Stage 1: LLM Extraction
  • High recall capture of potential key values
  • Pattern-based detection with broad coverage
  • Fast processing of diverse document types
Stage 2: ML Discrimination
  • Trained on human-validated examples
  • Context-aware confidence scoring
  • Precision-focused filtering
Stage 3: Continuous Learning
  • User feedback integration
  • Model refinement over time
  • Domain-specific adaptation
Results: Improved Confidence Discrimination

The hybrid approach produces significantly more accurate and discriminative confidence scores:


 

 

This confidence separation enables effective threshold-based filtering, allowing users to automatically discard low-confidence extractions while preserving high-quality results.

Technical Architecture Benefits

AgileDD’s approach leverages the complementary strengths of different NLP techniques:

  • LLMs: Excellent pattern recognition and broad coverage (high recall)
  • Traditional ML: Superior discrimination when trained on domain-specific examples (high precision)
  • Human expertise: Essential for ground truth validation and edge case handling

This hybrid architecture addresses the fundamental limitation of generative models while preserving their processing advantages. The result is a document intelligence system that combines the speed and flexibility of LLM-based extraction with the reliability and precision that enterprise applications require.

The Path Forward

The overconfidence problem in generative AI isn’t a bug to be fixed – it’s an architectural characteristic that requires thoughtful system design to address effectively. Understanding this limitation has profound implications for anyone building production document intelligence systems.
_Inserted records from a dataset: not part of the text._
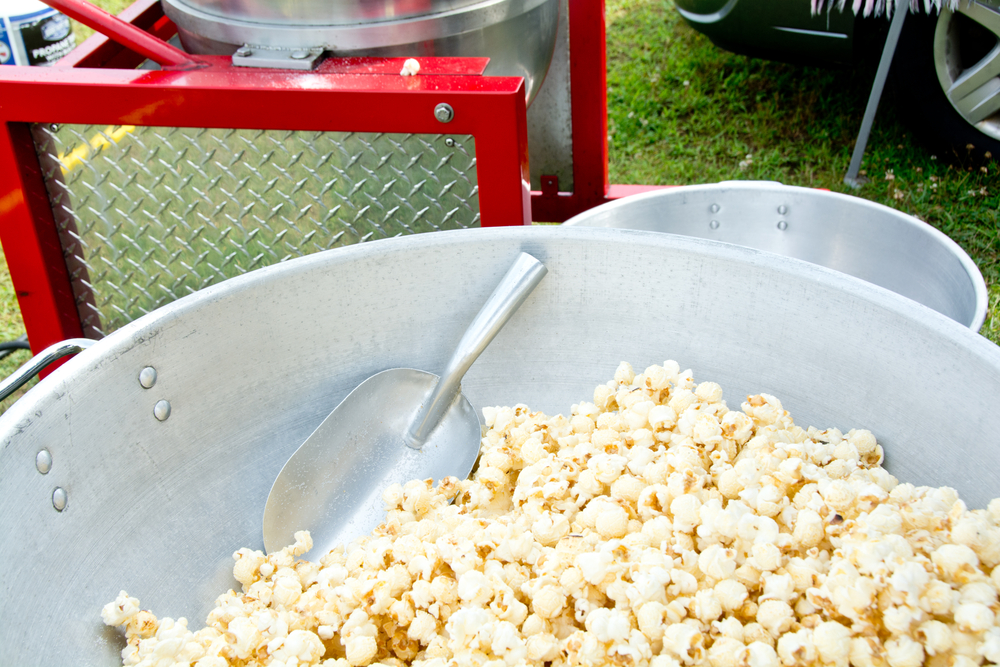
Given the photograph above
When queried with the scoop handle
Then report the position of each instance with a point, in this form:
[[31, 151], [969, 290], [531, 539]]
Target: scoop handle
[[519, 281]]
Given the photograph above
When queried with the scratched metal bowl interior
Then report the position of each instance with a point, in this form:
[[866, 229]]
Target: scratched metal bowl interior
[[852, 235], [252, 365]]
Organizations rushing to implement LLM-based extraction without accounting for confidence calibration issues will face significant challenges in production environments where precision matters. The temptation to rely solely on generative AI’s impressive pattern matching capabilities overlooks the critical need for validation mechanisms.

At AgileDD, we’ve learned that the future of document intelligence lies not in choosing between generative AI and traditional machine learning, but in architecting systems that harness both approaches strategically. The human-in-the-loop isn’t just a safety net – it’s the feedback mechanism that transforms overconfident pattern matching into reliable, production-grade document intelligence.

As we continue refining this hybrid approach, we’re seeing increasingly sophisticated applications where LLM extraction feeds specialized ML models trained on domain-specific validation data. This evolution represents a maturation of AI-powered document processing from impressive demos to dependable enterprise solutions.

The next time you see an LLM confidently extracting information from your documents, remember: that confidence score tells you more about pattern matching than factual accuracy.

The real intelligence lies in knowing when and how to validate those confident assertions.